Structural mechanisms underlying signaling in the cellular response to DNA double strand breaks

Abstract

DNA double strand breaks (DSBs) constitute one of the most dangerous forms of DNA damage. In actively replicating cells, these breaks are first recognized by specialized proteins that initiate a signal transduction cascade that modulates the cell cycle and results in the repair of the breaks by homologous recombination (HR).
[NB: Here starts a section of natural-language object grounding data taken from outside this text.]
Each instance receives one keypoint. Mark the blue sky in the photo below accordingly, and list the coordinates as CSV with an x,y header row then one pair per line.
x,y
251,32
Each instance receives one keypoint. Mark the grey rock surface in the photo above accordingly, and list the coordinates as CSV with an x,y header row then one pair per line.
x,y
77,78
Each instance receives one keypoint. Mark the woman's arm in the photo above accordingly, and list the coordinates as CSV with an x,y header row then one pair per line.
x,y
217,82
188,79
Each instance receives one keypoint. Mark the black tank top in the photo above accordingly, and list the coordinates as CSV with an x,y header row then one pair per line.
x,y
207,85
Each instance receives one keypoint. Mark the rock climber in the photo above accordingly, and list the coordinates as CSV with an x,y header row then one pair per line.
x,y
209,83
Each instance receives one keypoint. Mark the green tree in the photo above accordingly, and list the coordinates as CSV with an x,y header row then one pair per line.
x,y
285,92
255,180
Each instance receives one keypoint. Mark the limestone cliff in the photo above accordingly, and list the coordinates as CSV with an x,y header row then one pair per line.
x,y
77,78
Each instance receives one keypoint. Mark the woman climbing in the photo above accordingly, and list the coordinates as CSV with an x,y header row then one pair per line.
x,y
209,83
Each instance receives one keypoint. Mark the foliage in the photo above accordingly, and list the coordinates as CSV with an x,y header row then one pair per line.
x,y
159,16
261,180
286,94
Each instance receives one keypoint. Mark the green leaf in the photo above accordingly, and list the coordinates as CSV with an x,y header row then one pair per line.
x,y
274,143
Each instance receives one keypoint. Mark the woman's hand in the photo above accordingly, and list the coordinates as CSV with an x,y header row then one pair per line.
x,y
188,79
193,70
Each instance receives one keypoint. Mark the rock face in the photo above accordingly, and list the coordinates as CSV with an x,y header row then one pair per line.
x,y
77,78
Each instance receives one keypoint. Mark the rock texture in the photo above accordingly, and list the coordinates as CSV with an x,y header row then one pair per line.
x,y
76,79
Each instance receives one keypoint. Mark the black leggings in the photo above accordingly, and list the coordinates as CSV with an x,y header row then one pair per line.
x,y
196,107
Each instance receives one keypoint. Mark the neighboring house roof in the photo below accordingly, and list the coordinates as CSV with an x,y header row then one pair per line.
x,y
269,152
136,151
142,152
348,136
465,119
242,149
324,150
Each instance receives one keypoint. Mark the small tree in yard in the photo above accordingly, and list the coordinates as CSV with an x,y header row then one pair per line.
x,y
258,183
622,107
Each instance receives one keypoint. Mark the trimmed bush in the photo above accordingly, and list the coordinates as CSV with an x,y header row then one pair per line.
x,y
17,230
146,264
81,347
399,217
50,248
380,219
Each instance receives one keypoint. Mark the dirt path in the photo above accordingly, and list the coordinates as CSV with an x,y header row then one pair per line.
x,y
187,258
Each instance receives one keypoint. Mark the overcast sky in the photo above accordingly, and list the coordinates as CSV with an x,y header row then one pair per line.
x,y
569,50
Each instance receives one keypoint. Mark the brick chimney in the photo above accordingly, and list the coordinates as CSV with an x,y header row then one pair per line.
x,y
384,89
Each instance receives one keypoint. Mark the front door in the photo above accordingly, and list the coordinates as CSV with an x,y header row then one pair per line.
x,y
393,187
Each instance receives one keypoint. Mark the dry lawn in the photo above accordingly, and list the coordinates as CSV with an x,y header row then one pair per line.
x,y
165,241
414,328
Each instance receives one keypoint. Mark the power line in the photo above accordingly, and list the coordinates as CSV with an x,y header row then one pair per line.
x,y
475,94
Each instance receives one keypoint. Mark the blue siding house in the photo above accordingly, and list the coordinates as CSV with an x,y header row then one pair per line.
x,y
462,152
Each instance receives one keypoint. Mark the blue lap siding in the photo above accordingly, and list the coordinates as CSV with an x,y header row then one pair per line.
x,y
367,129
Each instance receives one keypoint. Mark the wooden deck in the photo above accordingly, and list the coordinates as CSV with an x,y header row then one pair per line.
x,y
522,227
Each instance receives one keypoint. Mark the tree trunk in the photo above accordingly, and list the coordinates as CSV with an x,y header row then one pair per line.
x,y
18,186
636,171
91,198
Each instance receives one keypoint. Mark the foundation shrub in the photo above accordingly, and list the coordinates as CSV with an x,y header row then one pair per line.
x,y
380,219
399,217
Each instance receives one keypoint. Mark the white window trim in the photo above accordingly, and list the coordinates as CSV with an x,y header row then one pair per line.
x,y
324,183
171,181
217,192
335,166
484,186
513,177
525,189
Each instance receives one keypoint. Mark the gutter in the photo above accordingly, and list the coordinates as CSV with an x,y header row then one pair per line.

Protein signaling in response to double strand breaks involves phosphorylation and ubiquitination of chromatin and a variety of associated proteins. Here we review the emerging structural principles that underlie how post-translational protein modifications control protein signaling that emanates from these DNA lesions.

1. Introduction

Diverse forms of genotoxic agents, such as ionizing radiation, reactive oxygen species, and chemotherapies can lead to the generation of single and double stranded breakages in the DNA backbone. Double stranded breaks (DSBs)¹ can also arise when a replicating polymerase stalls upon encounter with a damaged DNA template, resulting in dissociation of the polymerase from the replicative helicase and rearrangement of the fork structure in a process termed replication fork collapse [1-2]. DSBs are among the most lethal DNA lesions as just a single DSB left unrepaired can cause chromosomal rearrangements and genomic instability.

In actively replicating cells, DSBs can often be repaired in a largely error-free process via homologous recombination (HR), utilizing the undamaged sister chromatid and much of the same cellular machinery that is used during meiotic recombination [1-2]. Efficient HR repair serves as an effective block to tumourigenesis, as mutations in key players in this pathway, such as BRCA1 and BRCA2, can lead to dramatically enhanced cancer risks [3-4]. In addition, since radiotherapy and many DNA-targeted chemotherapies inhibit tumor progression through generation of DSBs, the selective sensitization of tumor cells to these lesions has gained attention as a route to new cancer therapies [5].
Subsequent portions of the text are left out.